No Brasil, desenvolveu-se historicamente um debate complexo em torno da mestiçagem, do mito da democracia racial e da compreensão da raça como um operador discursivo sociopolítico. Isso contrasta com noções como a hipodescendência, prevalente nos EUA. Para analisar os jogos, o conceito de dispositivo de racialidade é especialmente prolífico, permitindo compreender como os jogos operam como microcosmos das dinâmicas raciais brasileiras e globais através de três eixos inter-relacionados: a branquitude, a negritude e a mestiçagem.
A branquitude funciona como um padrão normativo invisível de poder e universalidade. Nos jogos, manifesta-se como a posição padrão do protagonista, a voz narrativa canônica e o corpo não marcado que personifica a humanidade genérica. O herói cuja aventura é lida como universal é a expressão lúdica da branquitude como norma. Já a negritude é construída pelo dispositivo como a alteridade radical. Nos jogos, é frequentemente tematizada através da estereotipagem, hiperssexualização e associação ao perigo ou a papéis subalternos. Raramente aparece como uma experiência humana não problematizada. A própria jogabilidade pode racializar a ação, incentivando performances de agressividade ao controlar um personagem negro.
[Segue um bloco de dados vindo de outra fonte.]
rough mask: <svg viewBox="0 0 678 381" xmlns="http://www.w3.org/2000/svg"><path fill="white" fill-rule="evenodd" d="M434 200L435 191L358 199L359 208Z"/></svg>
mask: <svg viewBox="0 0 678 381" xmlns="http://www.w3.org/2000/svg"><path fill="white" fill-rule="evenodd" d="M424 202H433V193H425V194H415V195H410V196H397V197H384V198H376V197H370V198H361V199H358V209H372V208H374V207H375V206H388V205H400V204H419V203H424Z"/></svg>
A mestiçagem, no contexto brasileiro, está longe de ser uma simples celebração, funcionando como um mecanismo político para diluir a negritude, gerenciar conflitos e perpetuar o ideal do embranquecimento. Nos jogos, isso pode se expressar através de personagens racialmente ambíguos (que evitam um herói explicitamente negro), na outrização de raças fantásticas com traços estereotipados associados à África, ou em narrativas que glorificam a miscigenação como solução harmoniosa, apagando assimetrias de poder coloniais.
Dessa forma, a branquitude, a negritude e a mestiçagem, entendidas como dispositivos de racialidade, operam nos jogos estruturando uma economia racial da representação (quem merece ser protagonista), uma política racial da jogabilidade (que ações são associadas a quais corpos) e uma narrativa racial do mundo (como histórias de colonização e conflito são contadas ou apagadas). Entender este jogo de forças é essencial para desnaturalizar os universos lúdicos e reconhecer os jogos como arenas onde os significados e lugares sociais das identidades raciais são incessantemente disputados.